The conference resumed on Saturday; the first session, chaired by Anna-Carolin Augustin, focused on medical research and human reproduction. Donna Drucker’s presentation looked at the strange career of the cervical cap contraceptive device from 1976 to 1993. Though not a new technology in the 1960s, the caps were unavailable in the U.S., and the primary manufacturer in Britain, Lamberts Dalston, hoped to phase out production. American women’s health advocates wanted to import the devices as alternatives to birth control pills and IUDs but the U.S. Food and Drug Administration (FDA) required clinical trials to reclassify caps as class II devices. When Lamberts Dalston, wary of lawsuits, wouldn’t organize the trials, the non-professional citizen-activist National Women’s Health Network took on the task, setting up trials at 11 women’s health centers. The FDA eventually approved one type of cap, but Lamberts Dalston chose only one U.S. distributor (unconnected with the activists), which regulated the product so tightly that U.S. marketing wasn’t sustained. The story illustrated the difficulty of establishing national regulatory frameworks that support international cooperation for the research, testing, and approval of biomedical technologies.
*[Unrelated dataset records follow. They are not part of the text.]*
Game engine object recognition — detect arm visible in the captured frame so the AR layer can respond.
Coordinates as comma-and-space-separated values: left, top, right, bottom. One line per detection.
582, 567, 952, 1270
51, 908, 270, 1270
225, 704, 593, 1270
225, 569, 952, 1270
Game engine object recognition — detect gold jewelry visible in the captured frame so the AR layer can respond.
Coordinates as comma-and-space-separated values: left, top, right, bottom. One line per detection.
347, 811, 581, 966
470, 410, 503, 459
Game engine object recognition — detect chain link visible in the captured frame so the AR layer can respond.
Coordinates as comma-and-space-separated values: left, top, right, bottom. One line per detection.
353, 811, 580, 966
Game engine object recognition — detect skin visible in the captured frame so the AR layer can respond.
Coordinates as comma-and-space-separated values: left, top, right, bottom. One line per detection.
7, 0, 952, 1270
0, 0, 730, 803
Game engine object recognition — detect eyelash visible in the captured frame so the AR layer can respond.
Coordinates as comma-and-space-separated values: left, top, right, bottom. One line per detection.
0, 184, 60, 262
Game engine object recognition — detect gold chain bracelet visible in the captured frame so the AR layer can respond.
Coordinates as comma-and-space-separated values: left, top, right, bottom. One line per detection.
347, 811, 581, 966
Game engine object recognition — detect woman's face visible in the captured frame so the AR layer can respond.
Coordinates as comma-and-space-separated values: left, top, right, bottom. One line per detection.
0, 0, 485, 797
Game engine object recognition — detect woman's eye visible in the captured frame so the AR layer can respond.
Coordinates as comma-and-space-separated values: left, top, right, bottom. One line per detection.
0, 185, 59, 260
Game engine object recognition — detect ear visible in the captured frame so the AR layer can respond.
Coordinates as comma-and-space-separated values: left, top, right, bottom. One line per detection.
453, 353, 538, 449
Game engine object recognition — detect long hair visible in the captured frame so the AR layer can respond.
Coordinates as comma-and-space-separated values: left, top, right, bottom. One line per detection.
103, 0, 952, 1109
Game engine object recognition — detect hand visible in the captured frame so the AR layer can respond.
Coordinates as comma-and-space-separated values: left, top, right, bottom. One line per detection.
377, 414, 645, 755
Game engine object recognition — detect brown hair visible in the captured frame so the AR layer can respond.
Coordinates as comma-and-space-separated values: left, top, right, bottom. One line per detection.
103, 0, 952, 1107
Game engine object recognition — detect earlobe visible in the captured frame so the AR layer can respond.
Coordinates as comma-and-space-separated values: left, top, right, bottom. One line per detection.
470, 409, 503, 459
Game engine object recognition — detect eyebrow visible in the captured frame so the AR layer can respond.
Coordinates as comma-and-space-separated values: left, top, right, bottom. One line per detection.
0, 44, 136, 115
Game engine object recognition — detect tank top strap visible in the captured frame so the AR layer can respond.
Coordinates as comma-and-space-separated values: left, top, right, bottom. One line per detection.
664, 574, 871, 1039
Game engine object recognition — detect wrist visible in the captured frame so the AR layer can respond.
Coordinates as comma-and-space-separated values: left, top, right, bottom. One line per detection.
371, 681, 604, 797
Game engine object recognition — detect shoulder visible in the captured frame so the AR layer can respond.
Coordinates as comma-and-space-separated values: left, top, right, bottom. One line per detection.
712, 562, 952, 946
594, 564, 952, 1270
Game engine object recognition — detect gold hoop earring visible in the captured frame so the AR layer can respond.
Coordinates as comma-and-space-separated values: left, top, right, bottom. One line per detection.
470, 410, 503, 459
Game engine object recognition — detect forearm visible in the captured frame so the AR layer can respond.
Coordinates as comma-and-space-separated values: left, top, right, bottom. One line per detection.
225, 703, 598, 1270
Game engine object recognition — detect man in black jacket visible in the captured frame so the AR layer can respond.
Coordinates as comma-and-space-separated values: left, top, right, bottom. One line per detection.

The last conference panel, chaired by Jeffrey Reznick, focused on trans-national medical ethics. Todd Olszewski’s paper examined how the National Institutes of Health struggled to redefine its mission starting in the 1970s, following two decades of explosive growth and expanding influence. Was it a research agency or a “health” agency? With growing health care costs and public distrust of both government and medicine in that era, the NIH increasingly caught criticism for the lag between research discoveries and clinical application. Olszewski’s study showed how NIH leadership tried to formulate mission statements (and 5-year funding plans) that reflected commitment to multiple constituencies: scientists, patients, consumers, and the biotech industry. It also demonstrated that tension between the various stakeholders remains. Mathias Schütz’s presentation asked why biomedical ethics standards formulated in the U.S. and widely adopted elsewhere after the 1960s were taken up only slowly in the Federal Republic of Germany. Although the new bioethics were actively introduced and well-received in Germany, the German biomedical professions were reluctant to cede the legitimacy of their own local “medical ethics” to the more “global” definitions.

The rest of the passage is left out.